Nur wenige haben das durchgestanden. Die wurden von der Obrigkeit zwar schief angeguckt (Mobbing war ja noch nicht erfunden), wurden aber von den Kollegen als mutige Märtyrer beneidet. Der 68er-Geist aber, der war bei vielen da und ist es im Herzen auch heute noch.

Wunsch und Wirklichkeit von damals, diesen Widerspruch sah man auf dem Bücherregal in meinem Wohnheim-Zimmer. Da stand neben der Mao-Bibel und Lenins Schriften (beide ungelesen) ein Starfighter-Modell mit voller Bewaffnung. Was den Heimleiter zu so mancher Bemerkung veranlasste . . .

Ein bisschen echte Revolution gab es aber doch. So zum Beispiel den Boykott der Preißlerstraßen-Kantine. Der war auch aus heutiger Sicht mehr als berechtigt und daran beteiligten sich solidarisch auch einige Ausbilder. Bewirkt hat er allerdings nicht viel.

Auch die Rädda Barnen-Küche wurde bestreikt - das sicher zu Unrecht.

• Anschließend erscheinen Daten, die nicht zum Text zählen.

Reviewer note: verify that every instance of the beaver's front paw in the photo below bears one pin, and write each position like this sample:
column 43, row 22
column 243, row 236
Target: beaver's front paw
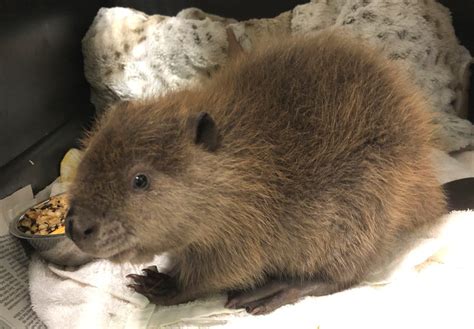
column 158, row 287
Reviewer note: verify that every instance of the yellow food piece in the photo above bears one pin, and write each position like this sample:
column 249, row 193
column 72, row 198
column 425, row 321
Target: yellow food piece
column 69, row 164
column 60, row 230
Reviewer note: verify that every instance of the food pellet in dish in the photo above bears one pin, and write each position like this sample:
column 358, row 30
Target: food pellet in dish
column 46, row 218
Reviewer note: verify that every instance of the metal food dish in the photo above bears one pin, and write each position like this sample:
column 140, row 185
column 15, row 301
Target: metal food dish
column 55, row 248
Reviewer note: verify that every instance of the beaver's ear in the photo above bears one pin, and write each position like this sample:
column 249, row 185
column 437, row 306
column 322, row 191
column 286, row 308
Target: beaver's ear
column 203, row 130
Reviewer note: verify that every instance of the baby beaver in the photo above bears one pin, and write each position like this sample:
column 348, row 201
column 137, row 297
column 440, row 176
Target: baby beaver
column 292, row 172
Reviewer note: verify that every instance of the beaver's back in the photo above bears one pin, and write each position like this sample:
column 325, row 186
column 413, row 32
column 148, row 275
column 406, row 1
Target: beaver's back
column 322, row 110
column 342, row 141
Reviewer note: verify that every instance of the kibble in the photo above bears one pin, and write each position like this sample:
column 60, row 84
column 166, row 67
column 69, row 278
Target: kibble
column 46, row 218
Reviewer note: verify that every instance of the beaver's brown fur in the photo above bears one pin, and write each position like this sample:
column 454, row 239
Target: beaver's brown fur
column 317, row 162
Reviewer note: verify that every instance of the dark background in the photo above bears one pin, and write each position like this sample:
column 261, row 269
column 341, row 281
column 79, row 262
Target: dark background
column 44, row 98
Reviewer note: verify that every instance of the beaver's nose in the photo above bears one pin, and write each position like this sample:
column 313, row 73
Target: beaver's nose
column 80, row 229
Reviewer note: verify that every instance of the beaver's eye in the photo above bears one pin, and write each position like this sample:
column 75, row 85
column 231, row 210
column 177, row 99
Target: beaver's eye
column 140, row 182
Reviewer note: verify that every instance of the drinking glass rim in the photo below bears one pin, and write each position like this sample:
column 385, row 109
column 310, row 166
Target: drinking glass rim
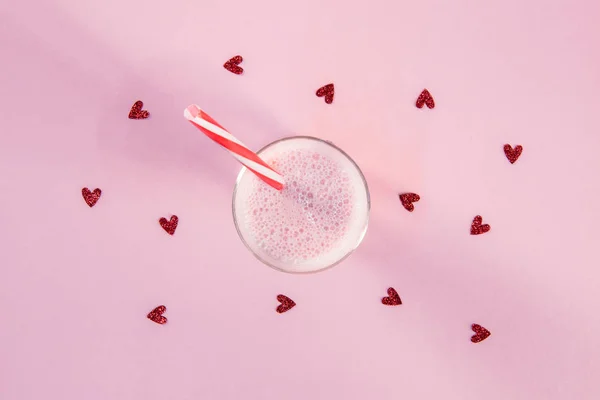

Wie weh das den doch ganz netten Küchen-Damen getan haben muss, die doch immer versuchten, das Beste aus ihrem Budget herauszuholen, darüber habe ich erst viel später nachgedacht. Immerhin hatte die Revolte im Heim zur Folge, dass drei Revoluzzer (natürlich im besten Anzug und mit Krawatte) dem Städtischen Jugendamtsleiter höchstpersönlich eine Petition mit vielen Unterschriften vorlegen durften. Daraufhin wurden nicht nur ein Heimausschuss und ein Küchenausschuss gegründet und auch ernst genommen, sondern auch das Freizeitangebot erheblich erweitert.

Bei der Post änderte sich nach 1968 ebenfalls die Stimmung, wenn auch sehr sanft und nicht immer direkt spürbar. Darum gehört auch das zu diesem Thema: Eines Tages kam von höchster Stelle die Anweisung: Lehrlinge sind per "Sie" anzureden. Die meisten Ausbilder ignorierten dies einfach und von einigen kam das vornehme "Sie" ganz betont spöttisch und süffisant. Aber es gab auch Meister, die ausdrücklich von ihrer Gruppe gebeten wurden, doch weiterhin beim "Du" zu bleiben.